(CNSNews.com) - Presiding over the UN Security Council Monday, Vice President Al Gore pledged another $150 million in US funds, which will be spent primarily in Africa, towards the war on AIDS. This latest contribution brings the total promised by the US for fighting AIDS globally to $325 million.
Gore's address was the first time a U.S. vice president has chaired the Security Council, and the first meeting of the 15-member body dealing with a health issue rather than a peace or security matter. Gore said AIDS, for which there is no known cure, threatens African and world stability as much if not more than armed conflict.
"When 10 people in sub-Saharan Africa are infected every minute; when 11 million children have already become orphans, and many must be raised by other children; when a single disease threatens everything from economic strength to peacekeeping - we clearly face a security threat of the first magnitude," said Gore.
While few dispute the devastating effects of the AIDS/HIV virus, which has infected more than 33 million people worldwide - 70 percent of whom are in Africa - some people argue that private relief agencies, such as the International Red Cross or religious charities, can give more AIDS help to underdeveloped countries than the UN is able to provide.

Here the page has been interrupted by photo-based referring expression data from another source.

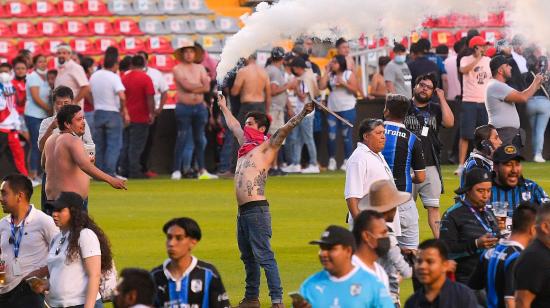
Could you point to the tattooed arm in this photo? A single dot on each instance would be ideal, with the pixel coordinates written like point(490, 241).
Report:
point(277, 139)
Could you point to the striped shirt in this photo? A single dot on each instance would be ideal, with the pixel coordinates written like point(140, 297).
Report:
point(402, 152)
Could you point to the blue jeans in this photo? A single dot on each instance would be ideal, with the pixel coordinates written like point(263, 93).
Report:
point(253, 237)
point(538, 110)
point(33, 125)
point(108, 139)
point(191, 121)
point(335, 126)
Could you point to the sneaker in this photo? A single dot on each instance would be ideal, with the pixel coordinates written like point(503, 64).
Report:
point(176, 175)
point(343, 167)
point(207, 176)
point(311, 169)
point(539, 159)
point(294, 168)
point(332, 164)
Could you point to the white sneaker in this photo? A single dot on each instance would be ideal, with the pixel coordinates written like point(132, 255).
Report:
point(207, 176)
point(294, 168)
point(332, 164)
point(176, 175)
point(343, 167)
point(538, 159)
point(311, 169)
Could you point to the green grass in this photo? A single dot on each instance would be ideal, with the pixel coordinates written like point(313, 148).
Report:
point(301, 206)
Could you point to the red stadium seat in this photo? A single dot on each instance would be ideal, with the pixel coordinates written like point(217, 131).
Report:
point(75, 28)
point(44, 9)
point(163, 63)
point(18, 9)
point(131, 45)
point(23, 29)
point(50, 28)
point(127, 26)
point(101, 27)
point(156, 44)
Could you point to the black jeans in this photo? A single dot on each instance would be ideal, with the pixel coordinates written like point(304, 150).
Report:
point(21, 297)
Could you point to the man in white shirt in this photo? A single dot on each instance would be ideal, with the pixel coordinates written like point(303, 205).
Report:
point(366, 165)
point(25, 235)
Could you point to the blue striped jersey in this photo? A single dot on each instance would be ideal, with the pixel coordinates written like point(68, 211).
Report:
point(403, 153)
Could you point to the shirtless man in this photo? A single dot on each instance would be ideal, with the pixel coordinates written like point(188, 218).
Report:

"It's an issue that the United States is going to have to address one way or another," said Heritage Foundation International Fellow Brett D. Schaefer.

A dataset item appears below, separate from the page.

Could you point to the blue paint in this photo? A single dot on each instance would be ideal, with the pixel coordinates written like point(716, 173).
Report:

"It's certainly much wiser to work though private institutions as much as possible in this regard," including giving tax credits to firms that assist with supplies and medical research, Schaefer told CNSNews.com. He added that governments "have been largely ineffective over the last decade" in stemming the spread of AIDS.

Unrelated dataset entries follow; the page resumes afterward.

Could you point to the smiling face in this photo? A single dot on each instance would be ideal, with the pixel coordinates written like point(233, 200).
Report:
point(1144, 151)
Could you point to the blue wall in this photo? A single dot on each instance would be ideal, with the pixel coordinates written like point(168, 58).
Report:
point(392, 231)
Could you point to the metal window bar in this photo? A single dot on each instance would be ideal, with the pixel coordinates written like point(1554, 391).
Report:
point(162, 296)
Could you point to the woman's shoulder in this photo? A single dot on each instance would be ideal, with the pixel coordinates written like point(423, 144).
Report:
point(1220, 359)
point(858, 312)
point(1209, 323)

"In fact, you could make a reasonable argument that in many cases autocrats in these countries have let the situation get out of hand," said Schaefer.
In his address, Gore admitted that more could be done to coordinate local, national and international government health organizations to achieve a kind of "synergy" that would increase their efforts to combat AIDS.
'How we spend the money, and how effectively we target it - not just how much we spend - will determine how many lives we save," said Gore.
Wherever the money comes from, most experts agree that AIDS is a global problem that is not confined to just Africa.
"I think it is important to think of the problem there as part of our, and all the world's, problems," University of Illinois Center for East Asian Studies Director George T. Yu told CNSNews.com.
"I think it is a very good idea that we pay attention to this issue and help as much as possible. Because in the end, what effects Africa is going to have an impact upon us here," Yu said.